The Supreme Court on Friday declined to grant immediate relief to IPS officer Urvashi Sengar’s request to join the ongoing Phase-II training at the Sardar Vallabhbhai Patel National Police Academy in Hyderabad. Despite the court not allowing her to join the programme midstream, the court made significant comments on the Centre's 1993 policy that requires a one-year break in training for pregnant IPS probationers after childbirth.
A Bench of the Supreme Court said that allowing Sengar to join the training at this stage would defeat the purpose of the programme as a large portion of the nine-week course had already been completed.
"We agree with your submission on the merits. But we cannot implement it. Three out of nine weeks are already over. You will not be able to be trained properly. It will be to your detriment," the Bench said during the hearing.
The court ended up dismissing the petition, while asking the CAT (Central Administrative Tribunal) to decide Sengar's original application independently and not be influenced by the Supreme Court's views.
Centre Opposed Midway Entry Into Training
Additional Solicitor General Anil Kaushik, appearing for the Centre, told the court that the Phase-II training, which was started on June 22, had already been completed for three weeks.

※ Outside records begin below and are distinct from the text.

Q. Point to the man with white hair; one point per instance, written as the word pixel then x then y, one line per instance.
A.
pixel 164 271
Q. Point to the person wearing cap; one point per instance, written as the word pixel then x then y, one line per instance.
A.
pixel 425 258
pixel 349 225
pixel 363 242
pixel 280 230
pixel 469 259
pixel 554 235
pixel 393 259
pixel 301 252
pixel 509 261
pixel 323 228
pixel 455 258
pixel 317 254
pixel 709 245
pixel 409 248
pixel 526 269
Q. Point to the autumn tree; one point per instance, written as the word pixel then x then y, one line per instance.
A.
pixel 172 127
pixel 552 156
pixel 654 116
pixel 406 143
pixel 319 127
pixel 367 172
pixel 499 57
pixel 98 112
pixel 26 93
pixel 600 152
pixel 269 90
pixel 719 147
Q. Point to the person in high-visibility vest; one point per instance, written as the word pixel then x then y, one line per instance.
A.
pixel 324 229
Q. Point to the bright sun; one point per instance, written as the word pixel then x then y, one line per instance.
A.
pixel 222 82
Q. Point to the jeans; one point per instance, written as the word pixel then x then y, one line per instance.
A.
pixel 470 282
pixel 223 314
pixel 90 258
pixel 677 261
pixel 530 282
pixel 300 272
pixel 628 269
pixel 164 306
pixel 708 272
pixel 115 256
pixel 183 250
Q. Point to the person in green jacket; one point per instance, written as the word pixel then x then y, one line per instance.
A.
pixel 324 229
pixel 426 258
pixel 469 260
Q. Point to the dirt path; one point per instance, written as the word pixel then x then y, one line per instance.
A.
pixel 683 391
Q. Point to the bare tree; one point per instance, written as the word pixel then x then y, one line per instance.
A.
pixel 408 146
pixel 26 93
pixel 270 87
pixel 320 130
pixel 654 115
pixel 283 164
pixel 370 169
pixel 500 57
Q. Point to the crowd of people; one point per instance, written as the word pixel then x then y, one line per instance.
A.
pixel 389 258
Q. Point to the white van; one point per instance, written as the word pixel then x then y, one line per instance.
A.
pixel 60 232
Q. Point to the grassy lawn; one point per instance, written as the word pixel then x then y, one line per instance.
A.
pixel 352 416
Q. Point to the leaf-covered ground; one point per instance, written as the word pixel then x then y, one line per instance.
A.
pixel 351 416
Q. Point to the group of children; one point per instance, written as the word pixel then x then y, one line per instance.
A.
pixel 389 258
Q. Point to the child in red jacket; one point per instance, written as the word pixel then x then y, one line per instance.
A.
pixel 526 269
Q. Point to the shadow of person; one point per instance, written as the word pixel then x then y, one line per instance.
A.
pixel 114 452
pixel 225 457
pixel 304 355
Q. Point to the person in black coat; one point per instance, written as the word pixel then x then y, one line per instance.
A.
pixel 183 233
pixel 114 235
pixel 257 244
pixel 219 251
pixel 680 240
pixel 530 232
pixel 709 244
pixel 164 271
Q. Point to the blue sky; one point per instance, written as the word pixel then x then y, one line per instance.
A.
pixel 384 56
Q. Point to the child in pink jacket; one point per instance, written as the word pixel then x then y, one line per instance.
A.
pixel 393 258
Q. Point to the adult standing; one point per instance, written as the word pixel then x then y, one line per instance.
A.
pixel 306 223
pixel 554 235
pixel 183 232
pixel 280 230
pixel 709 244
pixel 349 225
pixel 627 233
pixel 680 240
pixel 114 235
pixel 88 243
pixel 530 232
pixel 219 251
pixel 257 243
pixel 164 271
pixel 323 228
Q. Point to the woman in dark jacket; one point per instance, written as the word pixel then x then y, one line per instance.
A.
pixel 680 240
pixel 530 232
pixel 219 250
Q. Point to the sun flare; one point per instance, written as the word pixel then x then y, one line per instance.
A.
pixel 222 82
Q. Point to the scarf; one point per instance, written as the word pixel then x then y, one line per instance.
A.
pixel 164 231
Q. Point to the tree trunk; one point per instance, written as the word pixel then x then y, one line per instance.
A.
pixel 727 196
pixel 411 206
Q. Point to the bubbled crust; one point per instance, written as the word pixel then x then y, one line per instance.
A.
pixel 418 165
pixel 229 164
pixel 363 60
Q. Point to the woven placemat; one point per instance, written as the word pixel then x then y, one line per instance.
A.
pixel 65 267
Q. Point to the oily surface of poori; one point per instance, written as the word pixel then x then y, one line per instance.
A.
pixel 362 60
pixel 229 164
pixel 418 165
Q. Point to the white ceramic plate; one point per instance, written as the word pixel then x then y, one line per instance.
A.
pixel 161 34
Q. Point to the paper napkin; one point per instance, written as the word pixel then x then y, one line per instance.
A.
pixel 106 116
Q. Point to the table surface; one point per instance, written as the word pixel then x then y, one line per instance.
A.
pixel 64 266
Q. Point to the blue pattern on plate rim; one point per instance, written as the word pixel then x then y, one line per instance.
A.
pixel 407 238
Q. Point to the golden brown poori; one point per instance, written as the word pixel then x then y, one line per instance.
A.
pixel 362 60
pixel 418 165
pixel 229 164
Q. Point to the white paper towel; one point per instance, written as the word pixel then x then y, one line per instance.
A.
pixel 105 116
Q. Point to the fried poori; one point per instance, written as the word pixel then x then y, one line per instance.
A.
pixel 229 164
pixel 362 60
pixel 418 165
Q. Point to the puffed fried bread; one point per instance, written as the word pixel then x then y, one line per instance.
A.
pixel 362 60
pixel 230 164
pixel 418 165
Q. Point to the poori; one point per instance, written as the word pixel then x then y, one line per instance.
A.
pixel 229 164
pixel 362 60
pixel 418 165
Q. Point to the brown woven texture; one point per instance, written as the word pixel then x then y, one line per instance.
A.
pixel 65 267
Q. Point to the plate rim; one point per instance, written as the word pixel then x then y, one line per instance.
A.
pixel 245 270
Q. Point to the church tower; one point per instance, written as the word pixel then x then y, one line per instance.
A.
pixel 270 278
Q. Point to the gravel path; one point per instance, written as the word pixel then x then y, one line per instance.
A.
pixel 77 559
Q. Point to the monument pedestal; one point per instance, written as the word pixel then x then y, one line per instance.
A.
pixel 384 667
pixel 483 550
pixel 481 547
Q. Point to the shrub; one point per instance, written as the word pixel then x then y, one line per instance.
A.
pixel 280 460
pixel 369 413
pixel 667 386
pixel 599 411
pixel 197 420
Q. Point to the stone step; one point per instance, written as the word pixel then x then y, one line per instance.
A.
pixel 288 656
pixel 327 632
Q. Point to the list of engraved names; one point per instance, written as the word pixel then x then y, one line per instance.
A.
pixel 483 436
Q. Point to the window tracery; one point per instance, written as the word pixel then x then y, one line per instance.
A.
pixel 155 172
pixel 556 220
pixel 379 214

He said probationers had already undergone important modules (physical training, field visits and cadre-specific sessions) for officers in the Madhya Pradesh cadre. The National Police Academy also requires trainees to maintain a minimum attendance of 95 percent, so Sengar cannot complete the programme if she had missed a significant portion of it.
When the Bench sought details of the training conducted so far, the Centre maintained that the missed modules were integral to the curriculum and could not be replicated separately for one officer.
Sengar’s lawyer argued that since the missed portion could no longer be recovered, she should be allowed to attend the remaining weeks of the programme at least.
But the court declined to do so, saying that allowing an officer to only undergo part of the mandatory training would be unreasonable. While the court could protect her seniority if required, incomplete training would harm her career development overall, the judges said.
Supreme Court Questions 1993 MHA Policy
Though the court did not grant interim relief, it once more expressed reservations about the 1993 Ministry of Home Affairs Office Memorandum which automatically requires pregnant IPS probationers to discontinue training and resume it only one year after childbirth.
In previous hearings, the Bench questioned why a medically fit officer should be prevented from continuing training solely because of a blanket administrative policy.
The judges observed that maternity provisions are intended to protect women employees, not restrict their opportunities if they are medically capable of performing their duties.
The court also stated that post-childbirth recovery varies from one person to another. Some women may need a longer recovery period, while others may be medically fit to resume professional training within a few months. Therefore, the Bench suggested that such decisions should be based on individual medical assessments rather than a uniform rule applicable to all officers.
But the Centre also argued that making exceptions could cause other probationers to make similar demands. Sengar’s legal team countered by claiming exemptions had been granted in the past.
Background of the Case
Urvashi Sengar is a direct recruit IPS officer with the Madhya Pradesh cadre in the batch of 2023 and has already given birth to a child. She received permission to attend the mandatory Phase-II training after she was declared medically fit nine months after delivery.
Her request was rejected by the National Police Academy under the 1993 Office Memorandum. She then approached the Central Administrative Tribunal which granted interim relief allowing her to attend the training subject to medical fitness.
However, the Delhi High Court stayed the CAT's order just before the training commenced, forcing Sengar to move the Supreme Court.
In her petition, Sengar has challenged the constitutional validity of the 1993 Office Memorandum, arguing that it imposes a blanket restriction on pregnant women IPS probationers without taking into account individual medical fitness, advances in medical science or the constitutional principles of equality and non-discrimination.
Although she did not have immediate permission to join the ongoing training, the Supreme Court’s recommendations have revived debate over whether the decades-old maternity policy should be updated to meet modern medical standards and women’s evolving role in India’s police services.